Dissecting the function and molecular evolution of translated long non-coding RNAs

Long non-coding RNAs (lncRNAs) are non-coding transcripts of at least 200 nucleotides, which are typically lowly expressed, often in a tissue and developmental-stage specific manner. They generally lack sequence conservation, and 40% of human lncRNAs are expressed in the brain. Despite forming ~23% of the human transcriptome, only a small proportion of lncRNAs have been well characterised. In particular the function and potential translation of cytoplasmic lncRNAs remains poorly understood. This thesis aims to identify and
characterise actively translated human neuronal lncRNAs using Poly-Ribo-Seq data, and to investigate conservation of their peptide products in non-human species.

242 actively translated lncRNA smORFs were detected in undifferentiated and differentiated human neuroblastoma cells (SH-SY5Y). These lncRNA smORFs exhibit triplet periodicity and translational efficiencies comparable to protein coding ORFs. The expression
of these translated lncRNAs is significantly enriched in human brain tissue, throughout development time points from pre to postnatal, compared to untranslated cytoplasmic lncRNAs. The resulting peptides exhibit amino acid compositions similar to that of canonical proteins, but tend not to contain known domains.

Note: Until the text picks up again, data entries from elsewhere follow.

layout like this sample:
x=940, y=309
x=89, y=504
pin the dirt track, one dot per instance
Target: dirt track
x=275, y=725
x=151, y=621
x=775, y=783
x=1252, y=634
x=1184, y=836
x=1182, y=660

27% of the translated lncRNA smORFs exhibited sequence conservation in non-human species, suggesting they are under selective constraint. On average, conserved, translated lncRNA smORF peptides were longer, and more likely to be validated by Ribo-Seq and mass spectrometry data from other human tissues and cell lines. One translated lncRNA smORF found to be conserved was in the antisense lncRNA LIPT2-AS1, which results in the synthesis of a 272 aa peptide. The LIPT2-AS1 lncRNA is highly expressed in neural
cells and down regulated in large-cell medulloblastoma. LIPT2-AS1-smORF exhibited sequentialand syntenous conservation across euarchontoglires, and the resulting peptide contains a DNA binding domain, suggesting a role in the regulation of gene expression.

Together, these results demonstrate that cytoplasmic lncRNAs are actively translated, biologically important in human neuronal differentiation, and are likely to have conserved functions.